1D-to-2D Key Mapping
Attention in a standard transformer computes softmax(Q * K^T / sqrt(d_k)) * V. To achieve exact nearest-key matching in 1D, the system maps 1D keys and queries into 2D:
Key mapping (parabolic embedding):
key_x = 2 * k
key_y = -k^2 (plus optional clear_key and tie-break terms)
Query mapping:
query_x = q
query_y = 1
The dot product becomes:
Q . K = q * 2k + 1 * (-k^2) = -(q - k)^2
This is maximized (equals 0) when q == k, achieving exact key matching via standard dot-product attention. The parabolic embedding ensures the closest key always wins.

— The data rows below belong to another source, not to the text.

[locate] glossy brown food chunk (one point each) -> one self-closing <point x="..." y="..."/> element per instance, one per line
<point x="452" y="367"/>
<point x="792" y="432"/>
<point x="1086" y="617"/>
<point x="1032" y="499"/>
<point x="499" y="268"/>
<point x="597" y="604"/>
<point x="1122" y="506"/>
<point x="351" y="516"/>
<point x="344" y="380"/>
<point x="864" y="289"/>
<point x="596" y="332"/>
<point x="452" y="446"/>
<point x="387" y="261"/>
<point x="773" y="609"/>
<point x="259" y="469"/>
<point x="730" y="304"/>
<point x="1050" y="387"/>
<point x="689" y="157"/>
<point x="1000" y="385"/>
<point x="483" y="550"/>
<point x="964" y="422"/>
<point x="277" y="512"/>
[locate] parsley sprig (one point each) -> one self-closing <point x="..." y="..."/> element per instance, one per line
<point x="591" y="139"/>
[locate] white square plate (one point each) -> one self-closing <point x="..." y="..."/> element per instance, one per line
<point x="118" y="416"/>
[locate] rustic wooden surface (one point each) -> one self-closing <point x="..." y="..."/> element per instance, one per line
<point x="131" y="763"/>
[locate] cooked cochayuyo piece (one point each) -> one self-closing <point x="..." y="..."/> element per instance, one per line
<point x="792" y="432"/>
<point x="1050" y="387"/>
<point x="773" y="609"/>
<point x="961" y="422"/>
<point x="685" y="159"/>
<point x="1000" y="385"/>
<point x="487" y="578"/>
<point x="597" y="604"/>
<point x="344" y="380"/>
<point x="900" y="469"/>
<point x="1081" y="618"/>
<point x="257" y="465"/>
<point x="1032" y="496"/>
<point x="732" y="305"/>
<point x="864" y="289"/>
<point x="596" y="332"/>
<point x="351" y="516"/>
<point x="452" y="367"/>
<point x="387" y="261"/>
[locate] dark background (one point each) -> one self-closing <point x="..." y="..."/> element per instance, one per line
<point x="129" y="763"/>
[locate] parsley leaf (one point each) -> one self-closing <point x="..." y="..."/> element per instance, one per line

The clear_key mechanism allows “deleting” keys: when clear_key > 0, a massive penalty (-BIG * clear_key) is added to key_y, effectively removing that token from consideration. This enables mutable state — when a local variable is overwritten, the old value’s key is cleared so the new value is fetched instead.
Expression Algebra
The Expression class represents linear combinations of dimensions with coefficients: sum(c_i * dim_i). It supports arithmetic (+, -, * by scalar) and automatically eliminates zero terms. This algebra propagates through the entire system — input token embeddings, output token scoring, attention queries/keys/values, and FFN gate/value inputs are all Expression objects.
When build_model() converts the computation graph to weight tensors, each Expression maps to a row/column of a weight matrix via expr_to_tensor(), which places each dimension’s coefficient at the dimension’s assigned slot index.
Graph Lifecycle
The reset_graph() function clears all global state (dimension lists, lookup lists, caches) and recreates the four built-in positional dimensions. ProgramGraph captures a snapshot of the fully-constructed graph (all dimensions, lookups, and token definitions), which is then passed to the MILP scheduler and weight constructor.
The auto_name() function assigns human-readable names to dimensions based on the local variable names in the caller’s scope — purely for debugging and diagnostic output.